Sehr wohldosiert werden auch einige, wenige historische Fakten in den Roman eingebunden. Diese beschäftigen sich mit ausgewählten Themen und sind nie zu üppig, sie wurden sehr gut in die Geschichte verarbeitet und geben noch ein paar Einblicke, was die Welt zu der Handlungszeit beschäftigt hat. Das empfand ich als sehr angenehm und es zeigte sich an zahlreichen Stellen, was für eine tiefe und genaue Recherchearbeit hinter dem Buch steckt!

 

Auch diesmal stehen wieder die vier Damen im Mittelpunkt und aus ihren Sichtweisen werden die Kapitel erzählt. Dabei kommt jede ausreichend Platz, um ihre Pläne und Ziele, aber auch ihre Lebenssituation vorzustellen und man hat ausreichend Raum, um sich mit ihnen vertraut zu machen.

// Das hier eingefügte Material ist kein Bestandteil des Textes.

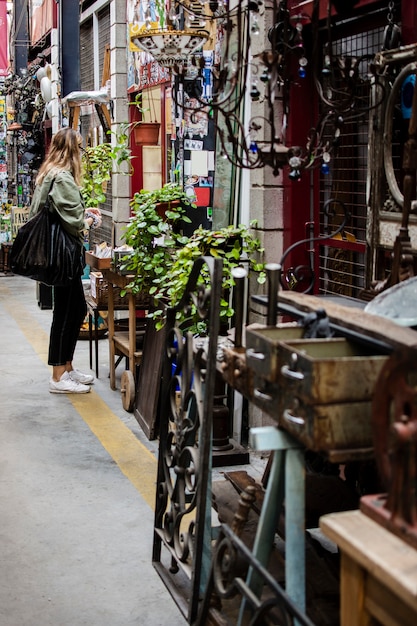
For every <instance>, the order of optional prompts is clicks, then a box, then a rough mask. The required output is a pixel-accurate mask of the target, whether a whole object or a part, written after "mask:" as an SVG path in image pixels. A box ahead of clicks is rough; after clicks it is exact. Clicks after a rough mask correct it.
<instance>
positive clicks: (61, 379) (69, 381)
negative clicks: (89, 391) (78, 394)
mask: <svg viewBox="0 0 417 626" xmlns="http://www.w3.org/2000/svg"><path fill="white" fill-rule="evenodd" d="M89 391H91V387H88V385H82V384H81V383H79V382H77V381H76V380H73V379H72V378H71V376H70V375H69V374H68V372H64V373H63V374H62V376H61V378H60V379H59V381H58V382H57V381H56V380H54V379H53V378H51V380H50V381H49V392H50V393H88V392H89Z"/></svg>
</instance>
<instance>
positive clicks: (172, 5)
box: [131, 0, 398, 180]
mask: <svg viewBox="0 0 417 626" xmlns="http://www.w3.org/2000/svg"><path fill="white" fill-rule="evenodd" d="M290 4H291V3H290V2H288V0H264V1H262V0H248V1H247V2H243V1H242V0H238V2H237V3H236V4H232V3H229V2H225V1H224V0H211V1H210V2H208V3H206V4H202V3H199V2H193V1H192V0H184V1H181V0H179V1H178V0H176V1H172V2H170V3H168V4H167V5H166V6H165V4H164V3H163V2H162V0H156V1H155V2H151V1H150V0H144V1H143V2H142V3H141V4H140V7H141V10H140V11H139V14H138V15H137V16H136V24H135V25H134V28H133V29H132V30H131V41H132V42H133V43H134V44H135V46H137V47H138V48H139V49H141V50H146V52H148V53H149V54H151V55H152V56H153V58H154V59H155V60H157V61H158V63H160V64H161V65H163V66H164V67H169V68H170V71H171V72H172V74H173V75H176V76H177V77H179V80H178V81H177V83H178V82H179V84H180V85H181V88H180V89H178V90H177V96H175V94H174V98H175V97H177V98H178V97H179V96H178V93H179V94H182V93H186V94H188V95H189V96H190V98H191V99H192V102H193V105H192V106H193V110H192V112H191V115H193V116H194V117H197V115H198V113H199V111H201V112H203V113H204V114H207V111H208V112H209V115H210V116H211V117H212V118H213V119H214V121H215V126H216V131H217V136H218V139H219V144H220V151H221V156H223V157H224V158H225V159H227V160H229V161H230V162H231V163H232V164H233V165H235V166H236V167H239V168H247V169H257V168H262V167H265V166H268V167H271V168H272V171H273V174H274V175H278V173H279V172H280V171H281V170H282V168H283V167H284V166H286V165H289V177H290V179H291V180H298V179H299V178H300V177H301V174H302V172H303V171H304V170H306V169H311V168H316V167H317V168H320V169H321V172H322V174H328V173H329V172H330V170H331V166H332V159H333V154H334V152H335V150H336V149H337V146H338V143H339V141H340V135H341V133H342V131H343V126H344V124H345V123H346V122H347V121H349V122H351V121H352V120H355V119H359V118H360V117H361V116H363V115H364V114H365V113H367V112H369V110H370V108H371V107H372V106H378V105H379V103H380V101H381V100H382V98H383V96H384V91H383V88H382V87H381V88H380V90H379V95H380V98H377V100H378V102H374V103H373V104H372V105H370V104H369V101H368V92H367V91H366V90H364V89H363V87H364V85H365V84H367V85H370V84H371V82H372V84H374V83H375V82H376V85H377V86H376V89H378V81H377V80H376V79H375V72H374V68H373V64H372V60H373V59H372V56H371V55H363V56H361V57H360V58H355V57H353V56H349V55H346V54H340V53H339V54H336V53H335V50H334V46H333V45H332V32H333V30H334V27H335V22H334V20H333V21H332V17H331V9H332V5H333V3H332V2H329V3H328V17H327V28H326V32H325V35H324V39H325V41H324V48H323V47H322V46H321V43H320V47H319V42H321V41H322V40H323V38H322V37H321V34H320V36H319V4H320V3H319V0H313V10H312V14H311V16H310V15H307V14H305V13H303V12H299V13H296V14H294V12H292V11H291V9H290V6H289V5H290ZM350 4H352V3H350ZM353 4H354V3H353ZM391 4H392V3H390V10H389V19H390V20H391V21H390V24H389V27H390V28H389V33H390V34H389V35H388V34H387V39H389V40H390V42H391V43H394V42H396V41H397V40H398V31H397V27H396V25H395V24H394V22H393V8H392V7H391ZM336 9H337V7H336ZM338 10H339V11H340V10H341V7H340V6H339V7H338ZM343 15H344V16H345V11H343ZM267 23H272V26H271V27H270V28H269V30H268V33H267V42H266V44H267V45H266V46H265V47H264V48H263V45H262V44H263V42H262V41H261V42H260V35H261V33H263V28H261V27H260V24H262V27H263V25H264V24H267ZM307 27H308V28H309V31H310V32H311V37H310V39H311V41H312V42H313V45H311V44H307V43H306V39H309V38H306V36H305V32H306V28H307ZM206 29H207V30H206ZM203 47H204V50H203V49H202V48H203ZM311 48H312V49H311ZM206 49H210V50H212V51H213V52H214V63H213V64H212V65H211V66H207V64H206V59H205V54H204V53H205V52H207V50H206ZM308 76H310V77H311V78H313V79H314V82H315V84H316V86H317V91H318V95H319V98H320V100H321V103H322V107H321V108H322V114H321V117H320V119H319V120H318V123H317V124H316V126H315V128H313V129H312V130H311V132H310V135H309V137H307V141H306V144H305V146H287V145H286V129H287V126H288V119H289V115H290V107H289V102H290V90H291V87H292V85H294V83H297V82H299V81H303V80H305V79H306V78H307V77H308ZM364 94H365V95H364ZM178 105H179V106H184V109H185V108H186V104H184V102H182V101H181V102H179V101H178ZM248 108H250V111H251V112H250V115H249V116H248V115H247V114H246V111H247V110H248ZM329 129H330V131H329ZM329 136H331V137H332V139H331V140H330V141H329V140H328V139H324V138H325V137H329Z"/></svg>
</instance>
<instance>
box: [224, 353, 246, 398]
mask: <svg viewBox="0 0 417 626" xmlns="http://www.w3.org/2000/svg"><path fill="white" fill-rule="evenodd" d="M220 370H221V373H222V376H223V379H224V381H225V382H226V383H227V384H228V385H230V386H231V387H233V389H236V391H239V393H241V394H242V395H243V396H245V397H246V398H247V397H250V396H252V395H253V377H252V372H251V371H250V370H249V369H248V368H247V367H246V352H245V348H228V347H223V358H222V362H221V364H220Z"/></svg>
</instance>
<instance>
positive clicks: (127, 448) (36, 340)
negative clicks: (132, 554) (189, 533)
mask: <svg viewBox="0 0 417 626" xmlns="http://www.w3.org/2000/svg"><path fill="white" fill-rule="evenodd" d="M1 291H2V292H3V291H4V290H3V289H2V290H1ZM7 291H8V290H7ZM3 306H4V308H5V309H6V311H7V312H8V313H9V315H10V316H11V317H12V318H13V319H14V320H15V322H16V323H17V324H18V326H19V327H20V329H21V331H22V332H23V334H24V335H25V337H26V339H27V341H28V342H29V343H30V344H31V346H32V347H33V349H34V350H35V352H36V353H37V354H38V356H39V357H40V359H41V360H42V361H43V362H44V363H45V364H47V363H48V355H47V352H48V350H47V349H48V339H49V338H48V334H47V333H46V332H45V331H44V330H43V328H41V326H39V324H38V323H37V322H36V321H35V320H34V319H33V317H31V316H30V314H28V311H27V310H25V309H24V308H22V306H21V303H20V302H17V300H14V299H13V298H12V296H11V294H10V292H9V294H8V297H7V300H4V301H3ZM67 397H68V399H69V400H70V401H71V403H72V405H73V406H74V408H75V410H76V411H77V412H78V413H79V415H80V416H81V417H82V419H83V420H84V421H85V422H86V424H87V425H88V426H89V428H90V429H91V431H92V432H93V433H94V435H95V436H96V437H97V439H98V440H99V441H100V443H101V444H102V446H103V447H104V448H105V449H106V450H107V452H108V453H109V454H110V456H111V457H112V459H113V460H114V461H115V463H116V464H117V465H118V467H119V468H120V470H121V471H122V472H123V474H124V475H125V476H126V477H127V478H128V479H129V480H130V482H131V483H132V484H133V485H134V487H136V489H137V490H138V491H139V493H140V495H141V496H142V498H143V499H144V500H145V501H146V502H147V504H148V505H149V506H150V507H151V508H152V509H153V508H154V506H155V480H156V459H155V457H154V456H153V454H152V453H151V452H150V451H149V450H148V449H147V448H146V447H145V446H144V445H143V444H142V443H141V442H140V441H138V439H137V438H136V437H135V435H134V434H133V433H132V431H131V430H130V429H129V428H128V427H127V426H126V425H125V424H123V422H122V421H121V420H120V418H118V417H117V415H115V414H114V413H113V412H112V411H111V410H110V409H109V407H108V406H107V404H106V403H105V402H104V401H103V400H102V399H101V398H100V396H99V395H98V394H97V393H96V392H95V391H94V389H92V391H91V392H90V393H88V394H83V395H71V394H68V396H67Z"/></svg>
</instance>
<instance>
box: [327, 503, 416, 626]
mask: <svg viewBox="0 0 417 626" xmlns="http://www.w3.org/2000/svg"><path fill="white" fill-rule="evenodd" d="M320 528H321V529H322V531H323V533H324V534H325V535H326V536H327V537H329V538H330V539H332V540H333V541H334V542H335V543H336V544H337V545H338V546H339V549H340V552H341V572H340V574H341V575H340V586H341V587H340V595H341V619H340V626H371V625H372V626H376V625H377V624H378V625H380V624H381V625H383V626H415V625H416V624H417V550H415V549H414V548H412V547H411V546H410V545H408V544H407V543H405V542H404V541H402V540H401V539H400V538H398V537H396V536H395V535H393V534H392V533H390V532H389V531H387V530H386V529H385V528H383V526H381V525H379V524H377V523H376V522H374V521H373V520H372V519H371V518H370V517H368V516H367V515H364V514H363V513H361V512H360V511H347V512H344V513H332V514H331V515H325V516H323V517H322V518H321V519H320Z"/></svg>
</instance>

Es entstehen also vier Erzählperspektiven, die sich immer mal wieder Überschneiden und anhand derer man äußerst lebendige Einblicke in die Handlungszeit, aber auch das alltägliche Leben von realistischen Personen bekommt. Man kann genaustens schauen, welche Probleme die Figuren plagen, wie sie sich entfalten und was es für gesellschaftliche Normen gibt, kann verfolgen, wie sich die Gesellschaft entwickelt und wie auch die Damen nach und nach mehr Rechte zugestanden bekommen.

Zudem ist es aufgrund der vielfältigen Erzählweise möglich, die vier Damen aus unterschiedlichen Blickwinkeln zu betrachten und sich ein umfassendes Bild ihrer Personen zu machen. Sie werden dabei genaustens beschrieben, man kann Entwicklungen sehen und die Situationen besser einschätzen. Auf diese Weise entsteht eine abwechslungsreiche Handlung, Längen können erst gar nicht entstehen und mir war es möglich, eine noch bessere Bindung zu den Protagonisten aufzubauen.

 

Ich finde, dass zahlreiche Stimmungen im Buch vorzufinden sind, die sich auch teils auf den Leser übertragen. Nicht nur Emotional ist bei den vier Damen allerhand los und an vielen Stellen habe ich gemerkt, wie ich stark mit den Personen mitleide und mitfiebere, weshalb eine besondere und sehr angenehme Bindung zu ihnen entstanden ist.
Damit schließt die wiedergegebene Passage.